By Eric Butler
“Believe In Me” has hit the big screen.
The movie, primarily filmed in Clovis and Portales in the fall of 2004, debuted Tuesday at the Santa Barbara International Film Festival in California. It was screened again on Wednesday.
“Believe In Me,” one of about 30 presentations on Tuesday, is getting favorable response in the hometown of director Bob Collector.
One story in the Santa Barbara News-Press touts the movie as “the best American independent film in the lineup.”
But eastern New Mexicans hoping to see the movie will likely have to wait — unless they’d like to travel to Santa Barbara for another screening on Friday night.
Producer John Manulis said the festival is just the beginning of getting the movie attention and, eventually, a distribution deal.
“There are festivals that mean a great deal in that way and some that mean less in terms of how the distribution community interprets them,” Manulis said. “Ultimately, the things that matter are, do you win awards?
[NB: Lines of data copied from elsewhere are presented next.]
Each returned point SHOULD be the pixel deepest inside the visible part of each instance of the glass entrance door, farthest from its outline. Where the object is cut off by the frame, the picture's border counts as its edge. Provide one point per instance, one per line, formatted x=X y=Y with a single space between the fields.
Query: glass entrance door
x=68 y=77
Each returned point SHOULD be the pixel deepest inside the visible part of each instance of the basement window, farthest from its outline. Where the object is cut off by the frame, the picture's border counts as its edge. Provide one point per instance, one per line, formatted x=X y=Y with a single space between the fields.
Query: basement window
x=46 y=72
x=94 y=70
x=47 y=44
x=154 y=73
Are there meaningful critics there who become champions of the film?
“It’s those kinds of things that can add up. Nothing is automatic in the world of film distribution, but these things can make a difference.”
The movie is about an Oklahoma high school girls basketball coach in the mid-1960s. Though initial observers of the film have noted some inaccuracies — Oklahoma girls prep basketball at the time featured six players per team, none of whom were allowed to run the full length of the court — they have also stressed the changing outlook of girls in athletics as the strong suit of “Believe In Me.”
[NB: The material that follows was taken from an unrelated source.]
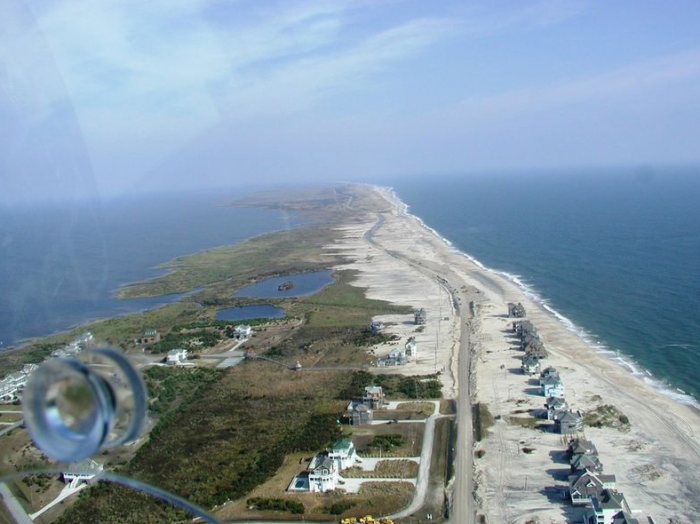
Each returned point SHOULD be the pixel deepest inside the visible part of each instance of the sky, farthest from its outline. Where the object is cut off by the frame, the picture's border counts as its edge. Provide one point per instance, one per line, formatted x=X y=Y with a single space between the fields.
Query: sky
x=106 y=98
Hitting the screens on the heels of “Glory Road,” another basketball movie set in the ‘60s, won’t necessarily hurt “Believe In Me,” according to Manulis.
“I think it actually seeds the turf for interest in the subject matter,” Manulis said. “And it (‘Glory Road’) is not dealing with girls. I think we still remain unique and have an audience that’s unique to us.”
The climactic, championship game of “Believe In Me” was filmed at Rock Staubus gymnasium at Clovis High and many other scenes were shot in Clovis and Portales. Area residents were used as extras throughout the movie and some locals had small parts.
The production team also taped scenes in Albuquerque and Moriarty.
Clovis-Curry County Chamber of Commerce Marketing Director Liz Eisenbraun said she spoke to Manulis just prior to the movie’s first screening on Tuesday.
“I think he’s excited about it, because it is such a long process,” Eisenbraun said.
Manulis planned on attending the film’s last showing at the 21st annual Santa Barbara festival on Friday.
“Festivals are a very positive place to see movies, because the audiences there love films,” he said on Wednesday morning.
“… They love films, they get to meet filmmakers and the actors — it’s a good, positive situation.”